LabFam seminar series: Integration of Household Survey Data through Statistical matching: where we stand
Speaker: Marcello D’Orazio, Italian National Institute of Statistics (Istat)
Statistical matching (aka data fusion or synthetic matching) denotes a wide set of statistical techniques aimed at exploiting data collected in independent (sample) surveys referred to the same target population; the purpose is that of investigating the relationship between variables not jointly observed in the same survey. These techniques date back to the ‘60s, but they became very popular around 2000 (Rässler’s monograph published in 2002; D’Orazio at al monograph in 2006); they represent a way to respond to increasing user’s demand of new statistical outputs but avoiding the negative implications of enlarging questionnaires of exiting surveys (to collect a wider set of data) in terms of response burden and accuracy of collected data. Most of the statistical techniques proposed for data fusion purposes are adaptions of methods developed to deal with missing values in surveys; they include both parametric and nonparametric methods that can serve for estimating a target parameter (correlation or regression coefficient) or just creating a “synthetic” data source at microdata level.

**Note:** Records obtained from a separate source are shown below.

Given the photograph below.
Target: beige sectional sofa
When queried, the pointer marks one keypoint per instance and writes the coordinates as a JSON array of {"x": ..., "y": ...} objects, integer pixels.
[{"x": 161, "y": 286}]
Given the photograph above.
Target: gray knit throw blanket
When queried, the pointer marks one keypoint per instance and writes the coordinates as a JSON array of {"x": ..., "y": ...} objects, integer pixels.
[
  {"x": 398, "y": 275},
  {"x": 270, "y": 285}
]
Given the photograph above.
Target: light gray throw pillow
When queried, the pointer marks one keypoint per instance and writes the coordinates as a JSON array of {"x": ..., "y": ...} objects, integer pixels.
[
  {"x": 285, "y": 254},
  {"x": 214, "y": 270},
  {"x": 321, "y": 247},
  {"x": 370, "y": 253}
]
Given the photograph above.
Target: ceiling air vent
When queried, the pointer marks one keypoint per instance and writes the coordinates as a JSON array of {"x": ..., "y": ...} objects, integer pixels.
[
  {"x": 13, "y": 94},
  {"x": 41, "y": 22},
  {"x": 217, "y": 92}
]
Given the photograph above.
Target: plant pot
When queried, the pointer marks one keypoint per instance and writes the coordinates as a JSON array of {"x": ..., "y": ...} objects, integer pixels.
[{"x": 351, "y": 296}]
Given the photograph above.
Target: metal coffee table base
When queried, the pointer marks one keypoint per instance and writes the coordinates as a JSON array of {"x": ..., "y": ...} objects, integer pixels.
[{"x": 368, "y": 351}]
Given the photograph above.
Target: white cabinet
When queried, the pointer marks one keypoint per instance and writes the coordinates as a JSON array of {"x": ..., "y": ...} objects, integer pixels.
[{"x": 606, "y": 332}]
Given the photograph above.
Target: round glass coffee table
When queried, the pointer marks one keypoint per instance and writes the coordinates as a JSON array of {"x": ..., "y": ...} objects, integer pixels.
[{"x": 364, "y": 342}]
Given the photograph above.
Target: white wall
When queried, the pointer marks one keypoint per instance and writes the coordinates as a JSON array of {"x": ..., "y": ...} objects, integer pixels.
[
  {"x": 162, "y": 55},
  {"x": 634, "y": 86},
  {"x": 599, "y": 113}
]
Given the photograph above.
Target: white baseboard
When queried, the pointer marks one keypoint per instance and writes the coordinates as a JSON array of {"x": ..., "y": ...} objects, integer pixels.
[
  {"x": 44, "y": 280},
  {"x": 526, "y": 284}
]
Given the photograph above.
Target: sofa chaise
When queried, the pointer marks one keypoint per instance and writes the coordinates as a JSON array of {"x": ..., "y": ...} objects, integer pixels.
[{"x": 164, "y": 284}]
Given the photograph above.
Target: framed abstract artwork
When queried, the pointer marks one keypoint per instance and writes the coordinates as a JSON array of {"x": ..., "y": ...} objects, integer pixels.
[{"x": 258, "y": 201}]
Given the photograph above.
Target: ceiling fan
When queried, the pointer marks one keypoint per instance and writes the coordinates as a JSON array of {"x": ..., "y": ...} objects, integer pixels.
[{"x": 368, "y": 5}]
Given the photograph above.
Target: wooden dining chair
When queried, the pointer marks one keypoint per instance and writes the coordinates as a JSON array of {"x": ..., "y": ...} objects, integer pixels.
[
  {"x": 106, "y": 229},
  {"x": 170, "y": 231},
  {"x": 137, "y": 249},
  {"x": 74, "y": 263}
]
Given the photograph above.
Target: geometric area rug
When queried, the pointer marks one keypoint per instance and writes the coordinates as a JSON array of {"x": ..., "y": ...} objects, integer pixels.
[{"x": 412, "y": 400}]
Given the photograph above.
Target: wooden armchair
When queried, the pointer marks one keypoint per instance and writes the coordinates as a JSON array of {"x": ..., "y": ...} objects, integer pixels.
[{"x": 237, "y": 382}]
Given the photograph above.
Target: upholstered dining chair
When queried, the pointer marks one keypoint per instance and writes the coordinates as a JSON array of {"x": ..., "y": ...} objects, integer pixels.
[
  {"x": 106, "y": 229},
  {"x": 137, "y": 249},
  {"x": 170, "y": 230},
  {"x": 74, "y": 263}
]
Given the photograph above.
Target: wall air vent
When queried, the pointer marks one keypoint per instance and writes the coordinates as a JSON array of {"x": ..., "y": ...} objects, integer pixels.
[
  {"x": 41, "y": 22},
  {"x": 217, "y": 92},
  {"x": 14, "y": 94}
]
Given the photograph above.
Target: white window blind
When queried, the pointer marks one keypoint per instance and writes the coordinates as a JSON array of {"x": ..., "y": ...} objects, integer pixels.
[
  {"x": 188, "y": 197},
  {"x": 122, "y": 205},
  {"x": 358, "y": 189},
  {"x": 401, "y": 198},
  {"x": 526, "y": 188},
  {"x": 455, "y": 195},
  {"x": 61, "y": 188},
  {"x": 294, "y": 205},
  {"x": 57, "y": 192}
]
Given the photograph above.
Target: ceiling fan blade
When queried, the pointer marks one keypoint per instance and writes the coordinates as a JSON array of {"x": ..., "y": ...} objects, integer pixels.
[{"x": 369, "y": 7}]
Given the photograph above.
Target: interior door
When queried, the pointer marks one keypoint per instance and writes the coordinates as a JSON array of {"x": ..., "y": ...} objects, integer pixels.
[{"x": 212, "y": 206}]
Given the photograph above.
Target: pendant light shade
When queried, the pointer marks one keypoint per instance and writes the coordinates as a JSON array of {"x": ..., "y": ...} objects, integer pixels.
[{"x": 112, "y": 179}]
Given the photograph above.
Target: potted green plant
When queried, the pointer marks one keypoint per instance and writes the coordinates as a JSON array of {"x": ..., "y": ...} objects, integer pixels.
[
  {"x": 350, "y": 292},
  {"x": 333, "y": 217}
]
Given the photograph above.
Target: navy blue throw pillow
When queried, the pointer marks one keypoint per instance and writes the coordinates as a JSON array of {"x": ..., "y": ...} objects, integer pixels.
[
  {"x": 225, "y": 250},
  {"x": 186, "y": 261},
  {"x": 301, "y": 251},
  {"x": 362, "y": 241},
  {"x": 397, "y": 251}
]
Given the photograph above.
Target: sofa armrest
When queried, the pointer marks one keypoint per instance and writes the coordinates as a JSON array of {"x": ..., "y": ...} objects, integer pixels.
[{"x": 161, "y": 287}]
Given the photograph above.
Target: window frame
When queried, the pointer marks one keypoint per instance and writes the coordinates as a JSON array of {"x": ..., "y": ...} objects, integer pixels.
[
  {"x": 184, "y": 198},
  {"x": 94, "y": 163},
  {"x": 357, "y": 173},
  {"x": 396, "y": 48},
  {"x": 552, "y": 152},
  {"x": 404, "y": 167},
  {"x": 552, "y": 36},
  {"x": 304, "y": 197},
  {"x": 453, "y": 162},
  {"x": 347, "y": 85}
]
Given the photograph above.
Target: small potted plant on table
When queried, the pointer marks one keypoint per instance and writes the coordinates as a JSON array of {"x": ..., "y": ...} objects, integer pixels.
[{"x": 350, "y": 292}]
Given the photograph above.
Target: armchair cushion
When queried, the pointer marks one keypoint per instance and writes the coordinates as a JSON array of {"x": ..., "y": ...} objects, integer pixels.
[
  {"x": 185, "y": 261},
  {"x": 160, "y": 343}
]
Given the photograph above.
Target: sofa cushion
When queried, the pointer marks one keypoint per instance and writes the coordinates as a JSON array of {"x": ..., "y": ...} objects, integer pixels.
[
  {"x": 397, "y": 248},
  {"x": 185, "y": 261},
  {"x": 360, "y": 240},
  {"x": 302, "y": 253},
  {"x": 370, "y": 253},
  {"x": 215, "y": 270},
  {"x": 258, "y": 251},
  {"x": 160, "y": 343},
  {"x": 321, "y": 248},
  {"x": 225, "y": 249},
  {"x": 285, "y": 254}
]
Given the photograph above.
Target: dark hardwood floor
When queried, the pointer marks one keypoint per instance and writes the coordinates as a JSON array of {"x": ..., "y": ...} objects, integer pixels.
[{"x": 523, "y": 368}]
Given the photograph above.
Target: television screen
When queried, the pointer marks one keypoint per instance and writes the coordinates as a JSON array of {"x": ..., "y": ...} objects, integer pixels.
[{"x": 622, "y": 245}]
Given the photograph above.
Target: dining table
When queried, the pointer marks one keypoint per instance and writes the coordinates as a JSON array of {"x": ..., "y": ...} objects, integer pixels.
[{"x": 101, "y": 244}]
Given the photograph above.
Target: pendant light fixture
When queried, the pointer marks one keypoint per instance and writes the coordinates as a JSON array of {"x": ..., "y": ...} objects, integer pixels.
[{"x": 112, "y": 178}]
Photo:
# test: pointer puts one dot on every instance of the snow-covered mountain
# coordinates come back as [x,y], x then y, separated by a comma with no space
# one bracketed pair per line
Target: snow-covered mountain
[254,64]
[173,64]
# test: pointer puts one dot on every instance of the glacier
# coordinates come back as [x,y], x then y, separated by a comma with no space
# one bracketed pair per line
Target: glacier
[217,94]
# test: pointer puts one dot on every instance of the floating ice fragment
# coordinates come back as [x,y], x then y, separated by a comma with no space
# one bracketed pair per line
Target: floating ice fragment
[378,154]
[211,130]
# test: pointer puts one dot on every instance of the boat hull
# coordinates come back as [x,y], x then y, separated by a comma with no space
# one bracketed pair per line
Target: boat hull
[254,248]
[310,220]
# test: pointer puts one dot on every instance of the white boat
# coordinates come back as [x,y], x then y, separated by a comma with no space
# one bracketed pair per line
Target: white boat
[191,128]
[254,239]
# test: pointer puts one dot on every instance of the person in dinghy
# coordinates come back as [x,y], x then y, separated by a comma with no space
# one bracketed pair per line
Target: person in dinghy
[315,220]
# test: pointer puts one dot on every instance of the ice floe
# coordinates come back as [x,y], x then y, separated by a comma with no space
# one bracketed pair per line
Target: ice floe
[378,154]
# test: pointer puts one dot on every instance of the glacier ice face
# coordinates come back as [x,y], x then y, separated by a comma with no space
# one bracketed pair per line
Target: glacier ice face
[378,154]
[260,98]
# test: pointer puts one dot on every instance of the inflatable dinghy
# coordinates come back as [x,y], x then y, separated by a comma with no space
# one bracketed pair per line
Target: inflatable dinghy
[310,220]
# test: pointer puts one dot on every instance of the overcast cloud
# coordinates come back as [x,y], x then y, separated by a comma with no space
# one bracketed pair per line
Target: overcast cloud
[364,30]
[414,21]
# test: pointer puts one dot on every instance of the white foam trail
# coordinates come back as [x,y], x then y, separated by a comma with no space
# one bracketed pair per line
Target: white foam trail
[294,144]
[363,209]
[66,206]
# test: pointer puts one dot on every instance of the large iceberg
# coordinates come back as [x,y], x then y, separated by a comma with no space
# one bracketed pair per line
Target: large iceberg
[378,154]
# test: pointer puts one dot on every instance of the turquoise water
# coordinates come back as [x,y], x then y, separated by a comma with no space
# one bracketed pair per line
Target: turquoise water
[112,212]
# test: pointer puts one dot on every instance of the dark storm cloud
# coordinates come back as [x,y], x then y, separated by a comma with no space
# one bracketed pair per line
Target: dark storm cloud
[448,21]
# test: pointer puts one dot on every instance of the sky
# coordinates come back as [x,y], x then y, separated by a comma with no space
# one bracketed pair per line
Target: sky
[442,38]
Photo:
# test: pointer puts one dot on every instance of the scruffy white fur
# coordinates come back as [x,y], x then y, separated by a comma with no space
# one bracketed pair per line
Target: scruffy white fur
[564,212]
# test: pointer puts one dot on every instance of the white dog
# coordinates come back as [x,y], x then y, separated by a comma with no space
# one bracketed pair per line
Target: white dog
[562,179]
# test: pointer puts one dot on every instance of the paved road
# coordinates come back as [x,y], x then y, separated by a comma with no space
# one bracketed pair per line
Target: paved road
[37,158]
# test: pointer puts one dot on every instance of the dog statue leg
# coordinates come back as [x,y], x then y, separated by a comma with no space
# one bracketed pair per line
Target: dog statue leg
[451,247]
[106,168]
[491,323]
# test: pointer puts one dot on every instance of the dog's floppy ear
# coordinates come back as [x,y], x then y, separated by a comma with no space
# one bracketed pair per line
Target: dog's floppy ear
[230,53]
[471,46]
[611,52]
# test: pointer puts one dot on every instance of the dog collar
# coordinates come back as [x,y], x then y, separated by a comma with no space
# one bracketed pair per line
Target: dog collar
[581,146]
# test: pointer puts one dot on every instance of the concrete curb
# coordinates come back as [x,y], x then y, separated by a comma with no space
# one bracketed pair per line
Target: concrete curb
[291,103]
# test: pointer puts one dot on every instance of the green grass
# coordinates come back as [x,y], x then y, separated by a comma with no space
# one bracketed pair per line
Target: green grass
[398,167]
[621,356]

Despite the efforts, many of the applications of data fusion techniques to integrate independent surveys not designed to be integrated a posteriori turned out unsuccessful; mainly because of the many unmet underlying assumptions and constraints. In National Statistics Offices the lesson learnt led to redesign some of the household surveys having in mind also the integration purposes.
The webinar will give an overview of the most popular statistical matching techniques and the underlying assumptions, that play a key role in their application. The webinar will also highlight the critical points in designing a statistical matching application.
About the speaker: Marcello D’Orazio is a senior researcher in Statistics Methodology at the Italian National Institute of Statistics (Istat). Research topics include sampling, imputation of missing values, statistical matching (data fusion and, more in general, data integration), statistical learning techniques.